Today is my son's 15th birthday, so it seems a good time to talk about the special place that neurotypical siblings have in the lives of people on the spectrum. And by the way - don't believe a thing either of my children says about this issue - they will tell you they don't like each other but I know the truth. My reflections will touch on a variety of spots on the spectrum, as we know people more profoundly impacted than Alexa; but I don't pretend to know what it really feels like to be there and so I'm going to focus more on the Aspie sibling as that's where we live.
Ben is four years younger than his Aspie sister and as such has given her the opportunity to be "in charge" and to teach him all sorts of things - which cartoons have the best characters, how to play Pokemon on a Gameboy, and how to navigate school and daycare. I've always found it really touching to see Alexa helping younger kids (she loves them) and Ben was her first "pupil." Somehow folks forget that as "big" siblings, our kids on the spectrum are role models (often for the better but occasionally to our frustration - think specialized interests) and this is a really nice opportunity for them to shine. I recall that when we told Ben about Alexa's diagnosis he said "I have Bensberger's Syndrome, right?" He totally saw the diagnosis as a good thing to emulate, not a detriment, because he wanted to be just like his sister.

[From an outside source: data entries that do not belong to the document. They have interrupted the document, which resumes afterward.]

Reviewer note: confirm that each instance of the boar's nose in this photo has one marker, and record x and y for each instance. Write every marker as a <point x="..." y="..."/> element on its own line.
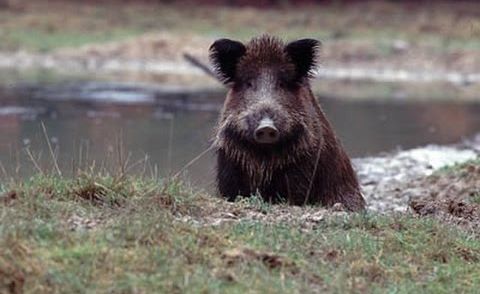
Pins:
<point x="266" y="132"/>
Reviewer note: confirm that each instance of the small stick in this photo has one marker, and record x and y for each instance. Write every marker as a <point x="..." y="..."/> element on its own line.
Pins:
<point x="192" y="161"/>
<point x="52" y="154"/>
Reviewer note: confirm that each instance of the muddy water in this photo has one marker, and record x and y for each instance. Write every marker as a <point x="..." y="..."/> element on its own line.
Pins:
<point x="88" y="122"/>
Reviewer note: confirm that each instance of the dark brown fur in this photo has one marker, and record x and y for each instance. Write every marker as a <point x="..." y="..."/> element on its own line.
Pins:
<point x="308" y="165"/>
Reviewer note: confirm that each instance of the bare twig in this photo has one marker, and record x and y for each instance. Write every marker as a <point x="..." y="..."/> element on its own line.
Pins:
<point x="192" y="162"/>
<point x="34" y="161"/>
<point x="312" y="178"/>
<point x="52" y="154"/>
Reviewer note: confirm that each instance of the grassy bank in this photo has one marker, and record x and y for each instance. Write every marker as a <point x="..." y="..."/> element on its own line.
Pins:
<point x="121" y="234"/>
<point x="48" y="25"/>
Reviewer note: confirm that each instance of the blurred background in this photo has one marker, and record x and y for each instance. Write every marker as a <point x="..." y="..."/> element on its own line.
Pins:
<point x="110" y="77"/>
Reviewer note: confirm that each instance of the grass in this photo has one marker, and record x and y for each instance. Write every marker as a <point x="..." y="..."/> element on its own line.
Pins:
<point x="100" y="233"/>
<point x="39" y="26"/>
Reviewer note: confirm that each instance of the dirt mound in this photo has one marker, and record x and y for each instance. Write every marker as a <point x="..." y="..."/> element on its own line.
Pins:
<point x="452" y="196"/>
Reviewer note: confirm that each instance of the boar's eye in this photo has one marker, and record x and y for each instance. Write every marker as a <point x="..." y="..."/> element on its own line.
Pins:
<point x="303" y="54"/>
<point x="224" y="55"/>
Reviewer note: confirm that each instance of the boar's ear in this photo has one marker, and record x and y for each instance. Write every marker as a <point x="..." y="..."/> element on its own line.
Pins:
<point x="303" y="54"/>
<point x="224" y="55"/>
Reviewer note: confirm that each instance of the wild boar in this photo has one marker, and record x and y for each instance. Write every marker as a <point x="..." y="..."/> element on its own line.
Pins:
<point x="273" y="138"/>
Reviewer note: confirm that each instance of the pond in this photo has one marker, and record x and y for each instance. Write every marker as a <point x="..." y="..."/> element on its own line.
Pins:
<point x="108" y="123"/>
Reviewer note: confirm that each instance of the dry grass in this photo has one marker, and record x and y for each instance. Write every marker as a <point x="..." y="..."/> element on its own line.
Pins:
<point x="98" y="234"/>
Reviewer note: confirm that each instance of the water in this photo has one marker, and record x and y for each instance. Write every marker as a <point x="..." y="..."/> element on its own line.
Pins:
<point x="88" y="122"/>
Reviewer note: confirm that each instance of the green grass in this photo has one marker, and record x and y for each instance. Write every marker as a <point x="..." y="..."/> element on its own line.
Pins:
<point x="152" y="236"/>
<point x="42" y="26"/>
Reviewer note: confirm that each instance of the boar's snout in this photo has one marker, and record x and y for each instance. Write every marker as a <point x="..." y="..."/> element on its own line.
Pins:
<point x="266" y="132"/>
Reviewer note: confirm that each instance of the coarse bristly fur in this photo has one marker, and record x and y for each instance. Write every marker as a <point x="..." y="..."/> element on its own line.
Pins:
<point x="307" y="165"/>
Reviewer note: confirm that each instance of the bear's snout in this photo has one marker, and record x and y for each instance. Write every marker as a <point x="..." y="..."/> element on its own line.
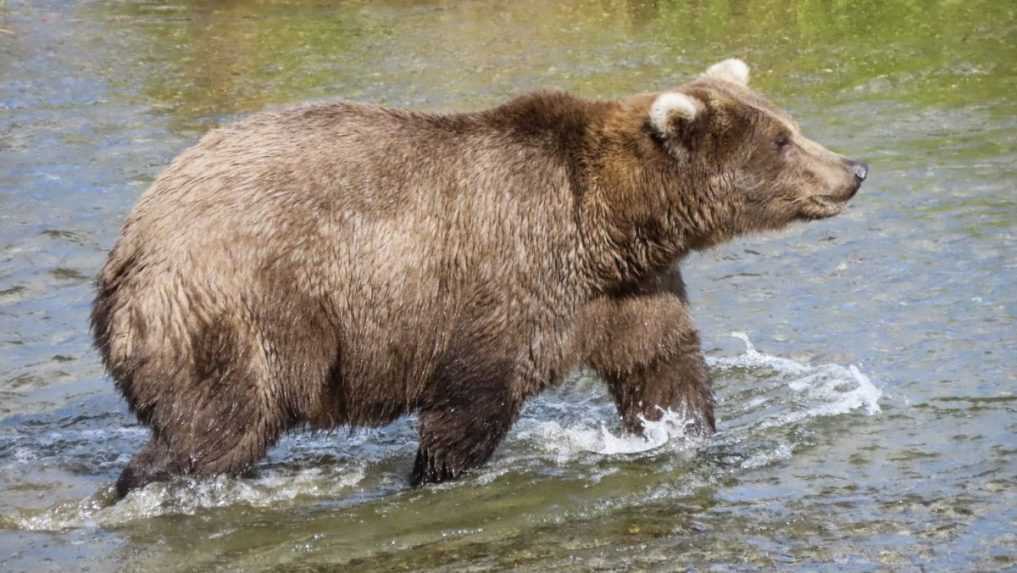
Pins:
<point x="860" y="171"/>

It has been interesting to watch Ben grow into his own space in our family. Even though he's the younger sibling, Ben still exhibits the caring and concern often seen in siblings of kids who are somehow "different." He is Alexa's biggest fan and staunchest supporter. He makes lunch for her when they are together (even though she could do it herself) and he worries about her when she tries her independence. And he's shown that same care and concern for kids at school who are on the spectrum - he knows first hand how to look out for them. Though he doesn't mention it often, I know that he, like other siblings, thinks about the future and what his sister's life will be like as an adult. We're fortunate because we all assume Alexa will be able to live an independent life in a family unit of her own. But Ben will occasionally hint that he thinks about that time - "Yeah, I know I better be the one having the grandchildren because babies scare Alexa," or "Don't worry, I won't let you starve, Alexa." I know of several teenaged siblings of more profoundly impacted people who have spontaneously volunteered to their parents that they will become caregivers when the time comes. I can't quite imagine what that feeling is like - though I know many parents who make plans so that this conversation doesn't have to happen for real. It's interesting that one of Ben's friends is also a spectrum sibling (though she is an older sibling of two younger brothers on the spectrum) - they seem to have a bond that comes from sharing what that means.
But I don't want to paint these siblings as saints - they get frustrated too. Frustrated because they never get to try out the other back seat as it is permanently "claimed" by an Aspie who needs routine and sameness. Frustrated because they can't easily change the subject of conversations or spontaneously shift plans. Or because they can't eat at their favorite restaurant because the texture of the chicken nugget doesn't work for their sibling. Or can't watch what they want to on TV lest they disrupt the schedule. For those of you who watch The Big Bang Theory, imagine being Leonard. It's not always pretty, particularly when both Leonard and Sheldon (not a stated Aspie but a close approximation) are real life children. It's amazing to me that Ben (and many other spectrum siblings I've known) don't protest more than they do - probably because they don't know anything different.
What might be the most interesting aspect of spectrum siblings is one they likely never know about - the "control group" in the experiment of parenting. They serve as a yardstick of what "typical" looks like. Sometimes it is what lets us know there's an area of concern - particularly if the typical sibling is older, a parent is able to recognize that developmental milestones that aren't being met. Other times they reassure us that our parenting skills aren't so bad: "Gee, Ben just did that with ease, it can't be all my fault."
Being a spectrum sibling for sure impacts these kids, often in good ways, occasionally in less comfortable ones. But the amazing thing is how much they love their brothers and sisters, quirks and all. And that deserves a shout out.